The original code of the function works well: (EDITED)
f <- function(ncases, p0, OR.cas.ctrl, Nh, sig.level) {
num.cases <- ncases
p0 <- p0
Nh <- Nh
OR.cas.ctrl <- OR.cas.ctrl
sig.level <- sig.level
# Parameters related to sig.level, from [Table 2] of Samuels et al.
# For 90% power and alpha = .05, Nscaled = 8.5
if (sig.level == 0.05){
A <- -28 # Parameter A for alpha=.05
x0 <- 2.6 # Parameter x0 for alpha=.05
d <- 2.4 # Parameter d for alpha=.05
}
if (sig.level == 0.01){
A <- -13 # Parameter A for alpha=.01
x0 <- 5 # Parameter x0 for alpha=.01
d <- 2.5 # Parameter d for alpha=.01
}
if (sig.level == 0.001){
A <- -7 # Parameter A for alpha=.001
x0 <- 7.4 # Parameter x0 for alpha=.001
d <- 2.8 # Parameter d for alpha=.001
}
out.pow <- NULL # initialize vector
for(ncases in ncases){
OR.ctrl.cas <- 1 / OR.cas.ctrl # 1. CALCULATE P1 FROM A PREDEFINED P0, AND A DESIRED OR
OR <- OR.ctrl.cas
bracket.pw <- p0 / (OR - OR*p0) # obtained after isolating p1 in OR equation [3].
p1 <- bracket.pw / (1 + bracket.pw)
Nh037 <- Nh^0.37 # 2. CALCULATE NSCALED
num.n <- num.cases*((p1-p0)^2)
den.n <- (p1*(1-p1) + p0*(1-p0))*Nh037
Nscaled <- num.n/den.n
num.power <- A - 100 # 3. CALCULATE POWER
den.power <- 1 + exp((Nscaled - x0)/d)
power <- 100 + (num.power/den.power) # The power I have to detect a given OR with my data, at a given alpha
}
OR <- OR.cas.ctrl
out.pow <- data.frame(num.cases, Nh, Nscaled, p0, OR, sig.level, power)
out.pow
}
mydata <- f(ncases=seq(50,1000, by=50), 0.4, 2.25, 11, 0.05)
mydata
library(ggplot2)
print(ggplot(data = mydata, aes(num.cases, power)) +
theme_bw() +
theme(text=element_text(family="Helvetica", size=12)) +
labs(title = "Ad-hoc power for haplogroup") +
scale_color_brewer(palette = "Dark2", guide = guide_legend(reverse=TRUE)) +
xlab("number of cases/controls") +
ylab("power") +
scale_x_log10() +
geom_line(alpha=0.8, size=0.2) +
geom_point(aes(shape = factor(OR)), colour="black"))
First of all, you have n.cases named inconsistently I think. It's n.cases sometimes, and ncases other times. Is that a mistake?

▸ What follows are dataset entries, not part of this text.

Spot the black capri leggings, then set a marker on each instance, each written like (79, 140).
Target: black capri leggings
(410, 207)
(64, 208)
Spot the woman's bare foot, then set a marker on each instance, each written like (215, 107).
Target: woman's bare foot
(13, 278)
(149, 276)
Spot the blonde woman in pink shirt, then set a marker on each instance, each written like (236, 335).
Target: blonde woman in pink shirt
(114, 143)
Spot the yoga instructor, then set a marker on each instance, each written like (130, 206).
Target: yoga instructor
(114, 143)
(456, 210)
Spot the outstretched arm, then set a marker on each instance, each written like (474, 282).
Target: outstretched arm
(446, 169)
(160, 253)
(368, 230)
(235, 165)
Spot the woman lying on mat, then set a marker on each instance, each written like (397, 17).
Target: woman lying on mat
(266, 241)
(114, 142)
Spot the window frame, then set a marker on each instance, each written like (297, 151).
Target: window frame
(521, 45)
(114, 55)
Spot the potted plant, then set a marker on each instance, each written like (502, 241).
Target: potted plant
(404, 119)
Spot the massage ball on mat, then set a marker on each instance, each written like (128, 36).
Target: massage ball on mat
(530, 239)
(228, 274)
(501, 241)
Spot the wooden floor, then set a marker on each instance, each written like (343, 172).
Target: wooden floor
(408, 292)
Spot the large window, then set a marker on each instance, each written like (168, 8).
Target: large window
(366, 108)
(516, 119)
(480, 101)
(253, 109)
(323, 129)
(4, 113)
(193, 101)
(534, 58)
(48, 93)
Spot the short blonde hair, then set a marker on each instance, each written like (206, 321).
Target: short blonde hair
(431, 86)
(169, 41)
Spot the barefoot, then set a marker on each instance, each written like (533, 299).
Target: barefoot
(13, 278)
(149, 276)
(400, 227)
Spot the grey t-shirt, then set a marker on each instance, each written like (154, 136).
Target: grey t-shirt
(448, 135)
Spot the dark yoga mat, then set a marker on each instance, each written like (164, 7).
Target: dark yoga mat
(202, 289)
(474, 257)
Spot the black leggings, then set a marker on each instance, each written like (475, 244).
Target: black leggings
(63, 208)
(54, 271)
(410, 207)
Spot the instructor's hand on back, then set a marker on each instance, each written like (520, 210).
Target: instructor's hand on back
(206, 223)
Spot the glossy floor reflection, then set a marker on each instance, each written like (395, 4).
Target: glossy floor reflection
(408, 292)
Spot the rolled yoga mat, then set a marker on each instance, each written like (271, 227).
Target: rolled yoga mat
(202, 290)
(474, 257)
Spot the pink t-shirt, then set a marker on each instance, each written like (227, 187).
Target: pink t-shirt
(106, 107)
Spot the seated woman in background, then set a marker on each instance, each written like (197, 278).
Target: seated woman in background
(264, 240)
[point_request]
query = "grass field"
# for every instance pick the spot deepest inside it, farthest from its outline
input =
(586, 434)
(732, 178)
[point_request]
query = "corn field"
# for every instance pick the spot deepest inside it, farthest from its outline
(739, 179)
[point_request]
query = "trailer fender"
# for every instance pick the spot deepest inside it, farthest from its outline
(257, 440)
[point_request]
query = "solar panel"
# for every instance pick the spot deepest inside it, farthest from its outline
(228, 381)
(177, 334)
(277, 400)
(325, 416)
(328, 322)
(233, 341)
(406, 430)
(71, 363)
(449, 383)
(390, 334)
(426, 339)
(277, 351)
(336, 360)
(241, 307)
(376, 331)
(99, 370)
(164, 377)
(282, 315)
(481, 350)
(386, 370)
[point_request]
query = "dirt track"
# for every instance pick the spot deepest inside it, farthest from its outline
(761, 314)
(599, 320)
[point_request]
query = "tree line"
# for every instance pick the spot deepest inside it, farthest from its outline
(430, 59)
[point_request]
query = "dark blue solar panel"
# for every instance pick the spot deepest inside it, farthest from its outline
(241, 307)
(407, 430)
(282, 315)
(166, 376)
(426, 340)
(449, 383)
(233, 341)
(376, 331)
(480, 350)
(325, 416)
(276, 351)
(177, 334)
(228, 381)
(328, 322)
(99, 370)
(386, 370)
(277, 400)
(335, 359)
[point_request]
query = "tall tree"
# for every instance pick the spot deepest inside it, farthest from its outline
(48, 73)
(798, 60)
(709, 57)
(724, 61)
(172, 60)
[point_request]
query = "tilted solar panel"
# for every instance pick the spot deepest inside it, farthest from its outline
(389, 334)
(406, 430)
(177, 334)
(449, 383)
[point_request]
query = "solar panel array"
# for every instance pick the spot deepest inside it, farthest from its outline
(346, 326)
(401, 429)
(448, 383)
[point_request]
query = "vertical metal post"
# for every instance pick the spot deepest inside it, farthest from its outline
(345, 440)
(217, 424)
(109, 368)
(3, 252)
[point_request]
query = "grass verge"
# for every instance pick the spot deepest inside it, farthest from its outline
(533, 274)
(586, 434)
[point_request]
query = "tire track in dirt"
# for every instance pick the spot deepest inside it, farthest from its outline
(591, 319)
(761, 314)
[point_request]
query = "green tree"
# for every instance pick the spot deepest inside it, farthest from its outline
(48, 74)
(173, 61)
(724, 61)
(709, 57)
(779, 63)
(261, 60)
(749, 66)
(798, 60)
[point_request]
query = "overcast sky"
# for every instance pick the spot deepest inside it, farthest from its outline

Anyway, output$mydata() is incorrect. It isn't an output. It should be just:
mydata <- reactive(f(input$n.cases,
input$p0,
input$OR.cas.ctrl,
input$Nh,
input$sig.level))
And then when executing it in output$powHap() it should be:
output$powHap <- renderPlot(
{
print(ggplot(data = mydata(), aes(ncases, power)) +
theme_bw() +
theme(text=element_text(family="Helvetica", size=12)) +
labs(title = "Ad-hoc power for haplogroup") +
scale_color_brewer(palette = "Dark2", guide = guide_legend(reverse=TRUE)) +
xlab("number of cases/controls") +
ylab("power") +
scale_x_log10() +
geom_line(alpha=0.8, size=0.2) +
geom_point(aes(shape = factor(OR)), colour="black"))
})
The important part there is that you need to do:
data = mydata()
rather than
data = output$mydata
Because output$mydata is a (reactive) function.
I would suggest reading the documentation on how reactives work. The whole thing should make a lot more sense afterwards. +1 for a very reproducible example by the way. This is how all questions should be posted.